It keeps getting pointed out to you that this is not a majority opinion among atheists. Please quit trying to tell us what we believe.

Okay so the majority of atheists believe God does exist....Big Grin

(March 18, 2015 at 6:58 pm)Tonus Wrote: I actually believe that god does not exist. I don't claim it very often because I am comfortable admitting that I cannot prove that god does not exist. As I point out from time to time, this is an issue that can be settled easily enough if anyone produces an actual god. And to be honest, if everyone who ever professed belief in god always seemed to describe the exact same god, then that by itself would be a pretty compelling bit of evidence. But not only have humans claimed belief in hundreds of gods (if not thousands, or even millions) over the course of our history, even the relative few that have been distilled over the centuries are viewed in thousands of different ways-- some compatible, some completely opposed.

I don't think the theist is asking me to believe that "a" god exists, or some powerful creative being exists. He is asking me to believe that his specific god... no, his specific version of his specific god exists. That's a pretty high hurdle to clear, and few even bother to attempt it, preferring to make one assertion after another instead. But the resolution to the problem remains quite simple: you get god to show up, and I won't have a reason to disbelieve.

Tonus,

You call yourself an atheist so it would hardly come as a surprise to anyone that you believe God doesn't exist. I can't prove God does exist but I can and have offered evidence in favor of my opinion. The God I believe in is the God of theism.

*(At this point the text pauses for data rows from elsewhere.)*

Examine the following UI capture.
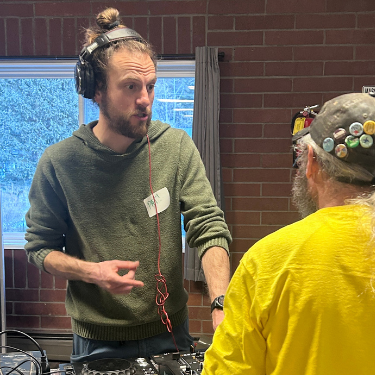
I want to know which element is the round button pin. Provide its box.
[333,128,346,142]
[349,122,363,137]
[345,135,359,148]
[363,120,375,135]
[359,134,374,148]
[323,138,335,152]
[335,143,348,158]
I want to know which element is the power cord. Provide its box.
[0,329,51,375]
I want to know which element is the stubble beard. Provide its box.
[100,95,152,139]
[292,170,318,218]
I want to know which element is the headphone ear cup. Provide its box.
[74,61,95,99]
[83,62,95,99]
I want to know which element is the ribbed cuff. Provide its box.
[198,237,229,258]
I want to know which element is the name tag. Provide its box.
[143,187,171,217]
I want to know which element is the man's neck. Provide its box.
[318,181,371,208]
[93,116,135,154]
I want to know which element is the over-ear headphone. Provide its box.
[74,27,146,99]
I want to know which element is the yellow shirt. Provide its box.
[202,205,375,375]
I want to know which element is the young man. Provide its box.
[25,8,231,362]
[202,94,375,375]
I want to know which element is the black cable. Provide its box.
[5,358,39,375]
[0,345,43,375]
[0,329,50,374]
[0,366,24,375]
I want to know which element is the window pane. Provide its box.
[0,78,78,232]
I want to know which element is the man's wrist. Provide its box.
[211,294,224,313]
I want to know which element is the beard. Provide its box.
[100,94,152,139]
[292,170,318,218]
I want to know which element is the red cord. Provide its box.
[147,134,179,352]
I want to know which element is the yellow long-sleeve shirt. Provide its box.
[202,205,375,375]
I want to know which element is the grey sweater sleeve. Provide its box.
[25,150,68,270]
[180,135,232,257]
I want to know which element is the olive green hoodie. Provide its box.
[25,121,231,341]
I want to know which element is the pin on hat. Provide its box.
[295,93,375,176]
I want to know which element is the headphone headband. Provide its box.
[79,27,146,61]
[74,27,147,99]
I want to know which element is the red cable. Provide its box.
[147,134,179,352]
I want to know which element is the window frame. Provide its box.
[0,58,195,250]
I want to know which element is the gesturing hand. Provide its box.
[90,260,144,294]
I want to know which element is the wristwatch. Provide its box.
[211,294,224,313]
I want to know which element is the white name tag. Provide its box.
[143,187,171,217]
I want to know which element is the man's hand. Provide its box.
[88,260,144,294]
[44,251,144,294]
[212,309,224,331]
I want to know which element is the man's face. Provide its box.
[96,49,156,139]
[292,168,318,217]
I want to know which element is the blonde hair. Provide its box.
[84,8,157,91]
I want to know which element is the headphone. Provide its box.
[74,27,146,99]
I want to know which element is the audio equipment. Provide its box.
[60,351,204,375]
[74,27,147,99]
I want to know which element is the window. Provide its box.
[0,59,195,249]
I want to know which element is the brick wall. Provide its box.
[0,0,375,335]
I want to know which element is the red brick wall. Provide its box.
[0,0,375,335]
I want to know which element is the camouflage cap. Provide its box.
[308,93,375,175]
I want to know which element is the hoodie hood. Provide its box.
[73,120,171,156]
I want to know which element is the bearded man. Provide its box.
[202,93,375,375]
[25,8,231,362]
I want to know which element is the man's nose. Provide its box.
[137,87,151,108]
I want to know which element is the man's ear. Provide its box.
[94,89,103,105]
[306,145,320,178]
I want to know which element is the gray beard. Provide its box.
[292,170,318,218]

The point is if neither side has enough evidence to prove their point then all the two sides have is a difference of opinion. If its reasonable to have the opinion God doesn't exist minus conclusive proof isn't it just as reasonable to believe God does exist minus conclusive proof? There is no reason for either side to act as if the other side are imbeciles or can't see the obvious or compare belief in the existence of God to mythical characters no sane people believe in.